Hadi Meidani is an assistant professor in the Department of Civil and Environmental Engineering (CEE) at the University of Illinois at Urbana-Champaign (UIUC).
He leads the Uncertainty Quantification (UQ) Group at UIUC. The UQ Group focuses on addressing the issue of uncertainty in the optimal management of infrastructure systems and structures by developing advanced machine learning techniques and statistical methods. Meidani’s research has been applied on problems in structural engineering, transportation engineering, materials modeling, and energy systems. He has been published in prestigious journals in civil engineering, mechanical engineering, and computational mechanics.
Meidani is currently studying reliable crowdsourcing for participatory wind damage assessment where he uses advance coding theory methods to build a damage assessment tool that is robust to the unreliability of ordinary citizens. His other active projects include data-driven prediction of rail track geometry defects, optimal infrastructures for autonomous truck traffic, and real-time, data-driven analysis of interdependent infrastructure systems.

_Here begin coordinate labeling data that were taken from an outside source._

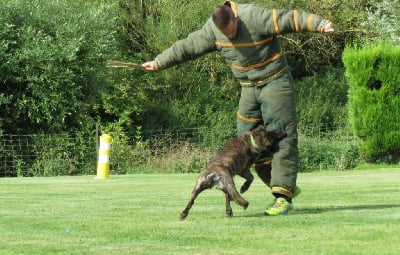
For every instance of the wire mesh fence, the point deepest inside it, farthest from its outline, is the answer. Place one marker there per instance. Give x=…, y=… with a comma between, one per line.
x=73, y=154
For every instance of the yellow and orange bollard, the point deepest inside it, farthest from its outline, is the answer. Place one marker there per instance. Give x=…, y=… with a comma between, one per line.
x=103, y=163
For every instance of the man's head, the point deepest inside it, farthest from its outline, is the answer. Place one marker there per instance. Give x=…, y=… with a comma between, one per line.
x=226, y=21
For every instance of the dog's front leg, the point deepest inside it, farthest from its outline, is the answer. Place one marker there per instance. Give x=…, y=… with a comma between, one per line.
x=246, y=174
x=228, y=199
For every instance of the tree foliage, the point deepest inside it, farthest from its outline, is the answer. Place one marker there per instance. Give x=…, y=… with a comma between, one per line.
x=374, y=100
x=50, y=54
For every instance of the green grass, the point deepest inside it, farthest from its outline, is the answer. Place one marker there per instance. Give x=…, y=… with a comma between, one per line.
x=353, y=212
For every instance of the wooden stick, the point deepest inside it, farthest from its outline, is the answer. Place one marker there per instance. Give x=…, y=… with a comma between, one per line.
x=116, y=64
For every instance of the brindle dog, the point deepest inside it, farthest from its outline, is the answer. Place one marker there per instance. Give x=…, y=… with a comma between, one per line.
x=234, y=158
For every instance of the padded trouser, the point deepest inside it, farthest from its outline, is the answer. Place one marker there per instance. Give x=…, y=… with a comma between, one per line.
x=274, y=105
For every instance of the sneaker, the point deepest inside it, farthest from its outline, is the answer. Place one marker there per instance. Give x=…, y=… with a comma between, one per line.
x=296, y=191
x=281, y=207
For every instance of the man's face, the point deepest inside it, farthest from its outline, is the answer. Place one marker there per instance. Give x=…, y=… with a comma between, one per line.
x=230, y=31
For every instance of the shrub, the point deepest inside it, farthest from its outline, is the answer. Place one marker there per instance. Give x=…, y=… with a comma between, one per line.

Meidani earned his Ph.D. in civil engineering along with a master of science in electrical engineering from the University of Southern California (USC) in 2012. He holds a bachelor of science in civil engineering from K.N. Toosi University of Technology in Iran, which he earned in 2002, and a master of science in structural engineering, which he earned at Sharif University of Technology in 2005.
Meidani was also a postdoctoral scholar in the Department of Aerospace and Mechanical Engineering at USC from 2012-2013, and a postdoctoral research associate in the Scientific Computing and Imaging Institute at the University of Utah from 2013-2014.